Blacktooth’s perception of the country was colored by what Ædrea had told him, but the baby boneyard had aroused his suspicions. He was relieved when Ulad, who had ridden ahead into the heart of the community, rejoined them to say that Mayor Dion was away in another part of the mountains, and would not return until the next afternoon. Aberlott’s meeting with the family of Jæsis was also postponed until tomorrow. He, with Blacktooth, Elkin, and the old Jew, would spend the night in a guesthouse, which already housed one visitor from outside the colony, who came out to meet them with a wide smile. Blacktooth, who first gasped in surprise, knelt to kiss the ring of Chuntar Cardinal Hadala, Vicar Apostolic to the Watchitah Nation.
“And how is Cardinal Brownpony?” asked the Bishop of the Misborn.
“Well when I saw him last, Your Eminence. I believe he is with Chür Høngan and the other Nomad leaders on the Plains.”
“Yes, I knew of his plans. I suppose you are quite surprised that I am here?”
“Yes, but I should have realized that you would have a special relationship with New Jerusalem, which was colonized from your diocese.”
“Vicariate,” Hadala corrected him. “Well, you have come just in time to unpack and wash up for dinner. I’ll see you then.”
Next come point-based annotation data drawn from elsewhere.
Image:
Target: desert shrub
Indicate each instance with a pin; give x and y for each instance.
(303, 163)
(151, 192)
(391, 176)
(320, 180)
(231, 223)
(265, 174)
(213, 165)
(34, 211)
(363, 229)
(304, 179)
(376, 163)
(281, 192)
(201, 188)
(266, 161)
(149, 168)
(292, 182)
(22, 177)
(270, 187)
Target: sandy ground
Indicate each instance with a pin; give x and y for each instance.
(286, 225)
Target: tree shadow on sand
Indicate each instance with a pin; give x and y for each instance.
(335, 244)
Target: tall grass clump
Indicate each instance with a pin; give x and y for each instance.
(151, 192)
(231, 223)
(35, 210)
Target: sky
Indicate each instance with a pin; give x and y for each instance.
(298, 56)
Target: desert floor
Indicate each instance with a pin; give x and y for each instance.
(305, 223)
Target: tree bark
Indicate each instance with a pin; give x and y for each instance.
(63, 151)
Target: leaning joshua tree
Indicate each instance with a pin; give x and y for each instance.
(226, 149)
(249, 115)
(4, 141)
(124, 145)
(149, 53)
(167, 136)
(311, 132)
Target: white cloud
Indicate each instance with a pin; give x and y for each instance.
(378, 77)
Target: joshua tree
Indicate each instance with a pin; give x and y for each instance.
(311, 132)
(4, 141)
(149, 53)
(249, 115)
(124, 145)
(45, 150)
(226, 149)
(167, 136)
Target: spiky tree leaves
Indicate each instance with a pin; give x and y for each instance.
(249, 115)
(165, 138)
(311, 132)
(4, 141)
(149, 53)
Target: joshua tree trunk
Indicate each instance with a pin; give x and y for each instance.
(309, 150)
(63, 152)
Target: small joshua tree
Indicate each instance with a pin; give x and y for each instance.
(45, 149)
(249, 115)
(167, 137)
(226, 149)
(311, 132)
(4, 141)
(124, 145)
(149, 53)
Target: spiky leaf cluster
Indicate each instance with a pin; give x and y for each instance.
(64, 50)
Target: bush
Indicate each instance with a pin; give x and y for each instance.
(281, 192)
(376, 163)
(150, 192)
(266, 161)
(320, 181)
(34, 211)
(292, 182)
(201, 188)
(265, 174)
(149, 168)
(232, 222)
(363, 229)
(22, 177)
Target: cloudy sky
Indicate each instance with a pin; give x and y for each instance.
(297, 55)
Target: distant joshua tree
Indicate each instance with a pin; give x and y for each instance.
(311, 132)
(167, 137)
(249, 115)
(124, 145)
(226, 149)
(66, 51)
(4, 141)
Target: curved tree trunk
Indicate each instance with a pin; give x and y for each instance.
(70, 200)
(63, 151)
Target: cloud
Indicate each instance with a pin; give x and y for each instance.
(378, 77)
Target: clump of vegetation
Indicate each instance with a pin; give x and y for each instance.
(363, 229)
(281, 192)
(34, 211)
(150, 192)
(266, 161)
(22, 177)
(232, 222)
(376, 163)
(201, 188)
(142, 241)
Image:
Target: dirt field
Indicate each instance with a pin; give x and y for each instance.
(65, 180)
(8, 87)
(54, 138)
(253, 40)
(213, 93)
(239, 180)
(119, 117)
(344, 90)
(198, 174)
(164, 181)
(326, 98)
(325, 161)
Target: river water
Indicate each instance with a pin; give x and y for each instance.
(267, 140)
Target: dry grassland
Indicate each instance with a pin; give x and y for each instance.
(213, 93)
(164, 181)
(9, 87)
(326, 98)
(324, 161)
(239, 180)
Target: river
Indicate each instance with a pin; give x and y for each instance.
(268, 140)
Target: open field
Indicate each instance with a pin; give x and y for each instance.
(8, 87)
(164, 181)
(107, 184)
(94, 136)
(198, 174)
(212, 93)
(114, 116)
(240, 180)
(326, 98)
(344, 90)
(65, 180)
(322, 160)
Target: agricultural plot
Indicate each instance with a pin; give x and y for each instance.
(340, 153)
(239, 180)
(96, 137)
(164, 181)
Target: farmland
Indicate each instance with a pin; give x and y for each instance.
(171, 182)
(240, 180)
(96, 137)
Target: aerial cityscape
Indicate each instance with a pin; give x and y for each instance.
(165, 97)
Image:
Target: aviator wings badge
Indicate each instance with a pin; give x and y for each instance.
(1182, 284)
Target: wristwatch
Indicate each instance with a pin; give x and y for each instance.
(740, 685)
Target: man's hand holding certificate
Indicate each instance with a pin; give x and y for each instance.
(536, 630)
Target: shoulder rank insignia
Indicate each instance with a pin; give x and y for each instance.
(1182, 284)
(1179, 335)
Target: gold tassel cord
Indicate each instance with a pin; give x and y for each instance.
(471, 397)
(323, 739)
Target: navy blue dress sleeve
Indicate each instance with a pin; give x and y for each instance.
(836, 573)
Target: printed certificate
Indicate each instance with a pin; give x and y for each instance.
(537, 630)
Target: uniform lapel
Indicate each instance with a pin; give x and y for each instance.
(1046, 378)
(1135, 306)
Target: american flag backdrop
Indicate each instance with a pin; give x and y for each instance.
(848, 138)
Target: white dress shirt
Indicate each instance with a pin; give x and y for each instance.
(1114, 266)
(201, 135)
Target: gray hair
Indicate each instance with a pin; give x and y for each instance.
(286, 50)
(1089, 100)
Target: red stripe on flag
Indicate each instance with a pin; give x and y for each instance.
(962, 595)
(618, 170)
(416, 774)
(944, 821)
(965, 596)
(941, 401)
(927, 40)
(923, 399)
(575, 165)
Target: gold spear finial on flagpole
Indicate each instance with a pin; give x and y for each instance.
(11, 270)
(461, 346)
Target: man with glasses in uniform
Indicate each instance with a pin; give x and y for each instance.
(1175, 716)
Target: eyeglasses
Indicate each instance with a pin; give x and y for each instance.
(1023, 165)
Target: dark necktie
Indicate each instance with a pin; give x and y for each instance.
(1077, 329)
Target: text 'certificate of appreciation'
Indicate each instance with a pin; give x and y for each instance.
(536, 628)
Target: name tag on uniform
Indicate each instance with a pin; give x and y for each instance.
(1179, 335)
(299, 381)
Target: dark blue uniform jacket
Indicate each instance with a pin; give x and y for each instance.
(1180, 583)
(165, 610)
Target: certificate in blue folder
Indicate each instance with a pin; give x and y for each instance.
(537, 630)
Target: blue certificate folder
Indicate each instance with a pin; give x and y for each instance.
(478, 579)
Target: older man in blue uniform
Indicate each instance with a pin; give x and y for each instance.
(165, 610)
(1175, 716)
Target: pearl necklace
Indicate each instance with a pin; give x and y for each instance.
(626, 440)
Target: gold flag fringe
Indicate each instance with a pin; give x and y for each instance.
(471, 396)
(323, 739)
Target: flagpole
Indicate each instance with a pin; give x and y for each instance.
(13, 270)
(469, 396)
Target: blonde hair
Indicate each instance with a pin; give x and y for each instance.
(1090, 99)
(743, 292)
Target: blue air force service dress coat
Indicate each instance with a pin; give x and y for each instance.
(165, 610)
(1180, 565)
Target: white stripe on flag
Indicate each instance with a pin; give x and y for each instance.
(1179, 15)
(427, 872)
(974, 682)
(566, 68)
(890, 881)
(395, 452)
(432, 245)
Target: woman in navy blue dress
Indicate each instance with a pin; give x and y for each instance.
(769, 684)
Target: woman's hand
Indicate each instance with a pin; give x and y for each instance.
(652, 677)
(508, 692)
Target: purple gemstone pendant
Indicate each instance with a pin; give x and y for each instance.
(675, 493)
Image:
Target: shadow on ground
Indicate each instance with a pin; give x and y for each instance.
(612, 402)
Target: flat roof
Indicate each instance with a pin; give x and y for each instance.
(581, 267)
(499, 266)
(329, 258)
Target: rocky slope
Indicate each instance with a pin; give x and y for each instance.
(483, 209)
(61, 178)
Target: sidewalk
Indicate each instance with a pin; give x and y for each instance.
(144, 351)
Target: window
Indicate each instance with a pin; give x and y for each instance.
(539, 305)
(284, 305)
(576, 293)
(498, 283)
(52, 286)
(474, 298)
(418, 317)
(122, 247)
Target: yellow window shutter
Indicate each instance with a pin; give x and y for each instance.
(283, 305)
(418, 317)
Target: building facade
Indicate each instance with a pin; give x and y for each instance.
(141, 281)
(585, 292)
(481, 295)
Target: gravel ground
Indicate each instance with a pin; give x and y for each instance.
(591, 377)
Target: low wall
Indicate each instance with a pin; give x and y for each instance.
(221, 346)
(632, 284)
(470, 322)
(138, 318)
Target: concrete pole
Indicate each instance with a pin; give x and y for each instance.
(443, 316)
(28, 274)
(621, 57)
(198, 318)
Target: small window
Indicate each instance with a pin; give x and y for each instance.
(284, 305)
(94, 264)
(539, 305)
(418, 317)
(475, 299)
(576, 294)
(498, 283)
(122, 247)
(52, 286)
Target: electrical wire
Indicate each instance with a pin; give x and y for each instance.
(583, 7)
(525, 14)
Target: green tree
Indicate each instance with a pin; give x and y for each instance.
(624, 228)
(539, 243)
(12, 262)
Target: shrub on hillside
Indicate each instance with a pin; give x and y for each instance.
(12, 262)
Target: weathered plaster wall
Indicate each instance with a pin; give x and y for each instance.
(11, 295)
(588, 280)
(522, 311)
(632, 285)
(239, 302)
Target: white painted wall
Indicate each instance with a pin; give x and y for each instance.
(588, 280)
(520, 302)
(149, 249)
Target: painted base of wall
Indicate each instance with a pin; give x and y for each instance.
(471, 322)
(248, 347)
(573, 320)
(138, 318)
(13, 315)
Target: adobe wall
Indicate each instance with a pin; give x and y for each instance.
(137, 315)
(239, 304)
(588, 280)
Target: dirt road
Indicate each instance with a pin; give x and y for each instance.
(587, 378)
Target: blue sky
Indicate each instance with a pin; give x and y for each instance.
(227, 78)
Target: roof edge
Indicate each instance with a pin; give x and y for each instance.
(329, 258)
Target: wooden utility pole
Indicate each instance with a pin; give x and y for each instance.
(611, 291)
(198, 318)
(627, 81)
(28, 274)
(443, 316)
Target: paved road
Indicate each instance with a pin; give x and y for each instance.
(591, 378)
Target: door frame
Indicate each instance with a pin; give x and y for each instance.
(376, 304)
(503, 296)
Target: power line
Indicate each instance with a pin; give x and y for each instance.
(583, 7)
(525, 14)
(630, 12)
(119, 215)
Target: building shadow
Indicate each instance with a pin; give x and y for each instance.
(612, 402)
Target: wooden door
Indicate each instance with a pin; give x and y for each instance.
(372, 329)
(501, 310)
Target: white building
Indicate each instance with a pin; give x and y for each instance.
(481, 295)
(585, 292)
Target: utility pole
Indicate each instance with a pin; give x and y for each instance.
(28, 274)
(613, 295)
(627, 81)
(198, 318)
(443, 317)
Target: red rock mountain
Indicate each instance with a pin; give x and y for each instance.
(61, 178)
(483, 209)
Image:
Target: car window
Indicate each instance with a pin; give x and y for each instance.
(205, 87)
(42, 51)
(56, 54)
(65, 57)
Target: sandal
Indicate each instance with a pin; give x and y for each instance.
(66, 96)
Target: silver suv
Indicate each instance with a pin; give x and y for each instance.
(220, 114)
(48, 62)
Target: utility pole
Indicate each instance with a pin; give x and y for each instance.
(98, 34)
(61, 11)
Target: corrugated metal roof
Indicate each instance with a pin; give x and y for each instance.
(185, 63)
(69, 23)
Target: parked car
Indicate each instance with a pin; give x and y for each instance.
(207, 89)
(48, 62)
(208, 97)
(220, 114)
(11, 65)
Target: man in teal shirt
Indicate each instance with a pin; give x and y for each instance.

They followed Ulad to their assigned quarters. Hadala’s presence reawakened Nimmy’s shame for his disobedience to his own cardinal, but he weighed it against his recent perception of Brownpony as subverting the papacy, as disloyal to Papa Specklebird, and if not the author of the conspiracy then a promoter of an earlier plan. The plan was obviously to assure the Valanan Church some military power independent of Nomad alliances. Blacktooth decided nothing was necessarily wrong with this, except that the plan involved concealment from the Pope. Would Amen Specklebird necessarily disapprove the ownership by the Church of arms? Probably, was Nimmy’s guess. Was it his duty to tell? He tried to think of a way to determine whether Chuntar Cardinal Hadala was already privy to the secret, but decided he had only to watch the cardinal carefully when Axe and the Yellow Guard arrived with the weapons.
That night at dinner, however, the cardinal invited Ulad and Elkin to share his table, well across the room from where Blacktooth, Aberlott, and the old Jew dined with several clerks from Mayor Dion’s office. Watching the cardinal carefully would be a waste of time. That he used dinner for consultations with Ulad and SEEC’s covert agent told him enough. He decided to enjoy the venison, potatoes, and fresh fruit, while trying to understand the colony better by listening to Aberlott banter with the clerks. He learned little that he did not know. They described how New Jerusalem had grown by immigration from the Valley.